Мужской голос, тот же, что и в первую ночь, спросил:
— Что ты читаешь?
— Детектив.
Значит, в спальне горел свет, хотя бы свет ночника.
Его воображение рисовало ему расположившуюся в постели женщину, опирающуюся спиной о две-три подушки.
— Ты сегодня рано.
Что она называла рано? В Клерви не было церкви, колоколов, курантов.
Ему-то казалось, что добрая половина ночи была сейчас уже позади.
Мужчина зажигает сигарету, и можно предположить, что он снимает пиджак, развязывает галстук.
— Алекса быстро сработала. Правда, это было так, безделица. Тип, кажется, мэр ее родного городишки, во всяком случае какая-то важная шишка.
— Он сразу клюнул?
— Понадобилось всего лишь две бутылки шампанского. Я был с одной стороны стойки, Леон-с другой.
— Ну и сколько?
— Пятнадцать тысяч.
— За «Мерседес»?
— Да, совсем свеженький, совсем чистенький. Малыш Луи свистнул его в десять часов на бульваре Сен-Мишель. За какие-то секунды…
— Он уже уехал?
— Пьяный в стельку и счастливый, как король. Ты не подвинешься?
Тишина. Он укладывается. Женщина спрашивает:
— Так что, у тебя сегодня вечером ничего не было?

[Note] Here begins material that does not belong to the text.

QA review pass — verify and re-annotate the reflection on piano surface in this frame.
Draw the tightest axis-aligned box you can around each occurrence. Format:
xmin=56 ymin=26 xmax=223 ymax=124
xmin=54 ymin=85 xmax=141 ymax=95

— Немного побаловался с Ирен.
— Она по-прежнему глядит в потолок?
— Она не могла. Мы занимались этим, стоя в телефонной будке.
— Ты меня хочешь?
— Еще не знаю.
Жовис сгорал от нетерпения. Чересчур долго. Он не понимал, почему все происходит не так, как в первую ночь, он чувствует себя почти обделенным. На несколько минут воцаряется тишина. Что-то падает на пол, быть может книга, которую до этого читала женщина.
— Ты устала?
— Нет. Этой ночью мне хочется нежности.
— Ты не шутишь!?
— Обращайся со мной, как если бы это было в первый раз.
— А что было в первый раз? Честное слово! Я об этом позабыл.
Больше он почти ничего не слышит. Ему, однако, кажется, что они шепчутся, и в то же время он различает как бы медленное и ритмичное движение обоих тел.
— Так тоже хорошо.
— Ты находишь?
— Я ни разу не встречала такого мужчину, как ты.
— А я не встречал женщины, которая заменяет всех женщин.
— К счастью, это не так, и ты продолжаешь встречаться и с другими!
— Другие — это работа.
Затем снова шепот: поначалу очень тихий, он нарастал крещендо, пока не стал как бы жалобой ребенка.
Жовис недоволен. Он злится на себя за то, что прождал так долго, за то, что напрасно боролся со сном. Он уже не очень сожалеет о том, что заснул в предыдущую ночь. Кто знает, может, ничего и не было? Возможно, эта пара спокойно заснула, как обыкновенно поступают Бланш и он.